Balancing voice tone/sound when recorded in different locati

Using Windows 7 Home Premium, Audacity 2.0.3.
I’ve been using Audacity for a year or so now, and have found the tutorials and manual really great. However, I can’t seem to find an answer to a problem I have at the moment (perhaps there isn’t one!).
I’ve recorded someone’s voice telling a story, I used a Tascam DR-05. When they heard it back later, they wanted to add a line or two. So I recorded that (on the same machine), but it was in a different location in a different room. I’ve inserted the additional words into the narrative where they need to be, but perhaps not surprisingly there is a distinct difference in voice tone and sound, presumably to do with room dynamics etc.
My question is whether there is anything I can do to camouflage this difference and/or to balance out the tone and sound.
Any help or tips would be much appreciated, thank you.
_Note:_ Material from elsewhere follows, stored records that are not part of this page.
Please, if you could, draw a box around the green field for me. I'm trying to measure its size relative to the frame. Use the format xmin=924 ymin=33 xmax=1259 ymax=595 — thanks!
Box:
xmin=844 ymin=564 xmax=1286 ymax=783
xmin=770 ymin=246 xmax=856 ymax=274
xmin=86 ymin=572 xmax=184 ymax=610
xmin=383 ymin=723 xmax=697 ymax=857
Depending on how much “room sound” there is, you may not be able to make them sound alike.

First, match the volume.

You can try using the Equalization effect. That may, or may not help. You’ll just have to experiment by ear. The Graph Equalizer mode is usually easier to experiment with than the Draw Curves mode. Try moving 3 or 4 adjacent sliders at a time to zoom-in on the frequency bands that might help. Don’t use a ton of EQ… Probably ± 6dB is the most you can go without over-doing it.

When you “splice-in” the changes, use a short cross-face (fade-out, fade-in, and overlap) so there are no sudden-instant change in the background sound.
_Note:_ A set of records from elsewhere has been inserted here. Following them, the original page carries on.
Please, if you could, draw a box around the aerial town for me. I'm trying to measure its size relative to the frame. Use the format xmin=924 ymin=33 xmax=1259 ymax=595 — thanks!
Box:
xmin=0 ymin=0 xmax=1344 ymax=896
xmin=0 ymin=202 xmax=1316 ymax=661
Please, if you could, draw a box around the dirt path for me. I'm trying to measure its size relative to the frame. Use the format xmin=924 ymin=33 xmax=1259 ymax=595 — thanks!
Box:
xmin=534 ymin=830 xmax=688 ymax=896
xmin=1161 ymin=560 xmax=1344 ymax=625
If the room noise is significantly different, you can take a selection of noise-only and mix the noise in. That should work fairly well if the original is noisier than the edits. If the new parts are noisier, again you may want to cross-fade some of that noise into the splice area, but it’s probably a bad idea to add noise to the entire recording.

When they heard it back later, they wanted to add a line or two.

That’s deadly. Your comeback line is: “I’ll see if I can get the same hall where the original was recorded. Without that, the only other option is to record the whole thing again.”

That usually cures the insane urge to micromanage the show.

This is also the reason serious recordings are done in soundproof studios. Any soundproof studio can be used for post production assuming you have the same microphone and recorder.

Best of luck.

Koz

Spot on Koz…I allowed myself to be pushed against my better judgement. Thanks too DVDdoug. I shall play around with the technicals and see if I can sort something. If not then it’s no longer my problem.